Leider lösen diese beiden Daten unterschiedliche Gefühle aus, nicht nur bei den Argentiniern, sondern bei allen Liebhabern des Fussballs. Während 1986 den heldenhaften Sieg der Albiceleste über die englische Nationalmannschaft bedeutet, der eine Hommage an die Arbeiter darstellte, die 1982 im Krieg um die Malvinas gefallen sind, ist das gestrige Datum der Tod von Diego Armando Maradona.
Maradona erzählte gegenüber dem Fernsehsender TeleSur 2018 vom bedeutungsvollen Viertelfinalspiel bei der Weltmeisterschaft 1986 in Mexiko:
«Es war uns sehr klar, dass es nur ein Fussballspiel war. Wir waren keine Soldaten, wir hatten keine Waffen. Wir hatten den Ball und den Willen, unserem Volk etwas Freude zu bereiten, nachdem die Mörder einen Krieg erfunden hatten, in dem unsere Brüder getötet wurden. Was wir getan haben, war Glück zu schenken, nach viel Trauer in Argentinien.»

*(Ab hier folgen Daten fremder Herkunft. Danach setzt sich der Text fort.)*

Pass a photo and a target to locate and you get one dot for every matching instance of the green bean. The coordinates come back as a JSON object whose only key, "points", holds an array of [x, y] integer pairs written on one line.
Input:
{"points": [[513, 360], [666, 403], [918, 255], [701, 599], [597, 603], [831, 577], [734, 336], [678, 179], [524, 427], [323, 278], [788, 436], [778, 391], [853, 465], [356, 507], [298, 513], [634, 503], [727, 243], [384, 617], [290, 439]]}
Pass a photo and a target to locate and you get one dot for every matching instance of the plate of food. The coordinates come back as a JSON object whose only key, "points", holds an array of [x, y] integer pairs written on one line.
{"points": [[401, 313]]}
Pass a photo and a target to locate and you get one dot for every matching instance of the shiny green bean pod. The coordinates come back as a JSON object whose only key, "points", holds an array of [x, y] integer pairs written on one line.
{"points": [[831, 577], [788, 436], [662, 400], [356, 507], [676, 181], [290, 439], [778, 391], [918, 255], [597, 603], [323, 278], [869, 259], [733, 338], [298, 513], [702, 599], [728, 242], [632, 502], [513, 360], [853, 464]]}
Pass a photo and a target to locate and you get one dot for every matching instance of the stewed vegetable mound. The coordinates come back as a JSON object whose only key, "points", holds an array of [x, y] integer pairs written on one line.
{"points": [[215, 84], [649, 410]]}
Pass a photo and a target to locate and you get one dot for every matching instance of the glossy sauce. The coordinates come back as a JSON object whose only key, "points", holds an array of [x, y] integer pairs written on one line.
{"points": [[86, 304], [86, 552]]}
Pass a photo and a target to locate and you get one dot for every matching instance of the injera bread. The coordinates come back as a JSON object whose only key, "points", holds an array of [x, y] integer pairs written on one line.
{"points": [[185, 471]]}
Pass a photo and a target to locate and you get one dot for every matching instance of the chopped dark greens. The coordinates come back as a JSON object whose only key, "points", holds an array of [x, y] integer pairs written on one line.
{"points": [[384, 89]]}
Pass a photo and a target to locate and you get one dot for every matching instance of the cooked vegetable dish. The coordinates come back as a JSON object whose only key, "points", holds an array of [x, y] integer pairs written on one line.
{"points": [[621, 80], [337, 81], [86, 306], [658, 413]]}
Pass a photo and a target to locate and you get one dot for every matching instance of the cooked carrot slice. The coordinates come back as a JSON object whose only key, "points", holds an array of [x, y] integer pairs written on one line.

Eine Position, die von Maradonas Widerstand gegen die Barbarei des argentinischen Staates unter der Führung von Präsident General Leopoldo Galtieri zeugt, die 649 argentinische Todesopfer und mehr als 10.000 Kriegsgefangene des britischen Empire unter der Führung von Margaret Thatcher zur Folge hatte.
Offensichtlich war diese Würdigung durch Maradona und seine Mitstreiter keine blosse nationalistische Prahlerei. Es war die Klassensolidarität von Männern, die geboren und aufgewachsen sind unter den schlimmsten Lebensbedingungen, in einem vom Kapitalismus und der Repression verwüsteten Argentinien sowie in allen Ländern Lateinamerikas.
Maradona wurde 1960 in Lanús, einer Stadt in der Provinz Buenos Aires, in extremer Armut geboren. Er wuchs auf, indem er auf improvisierten Plätzen spielte, und wie die meisten brasilianischen und argentinischen Kinder hatte er den Traum, ein Spieler zu werden, um seiner Familie ein anständiges Leben zu ermöglichen. Es war dieser Weg, der Maradona zu einem Rebellen schmiedete. Das brachte in seinem Leben einige Probleme mit sich, führte ihn aber auch zur innigen Verteidigung des Sozialismus. Er nutzte sein weltweites Prestige, um soziale Mobilisierungen und Kämpfe zu unterstützen, wie in seiner anhaltenden Präsenz an der Seite der kubanischen und venezolanischen Revolutionen und dem Kampf des palästinensischen Volkes.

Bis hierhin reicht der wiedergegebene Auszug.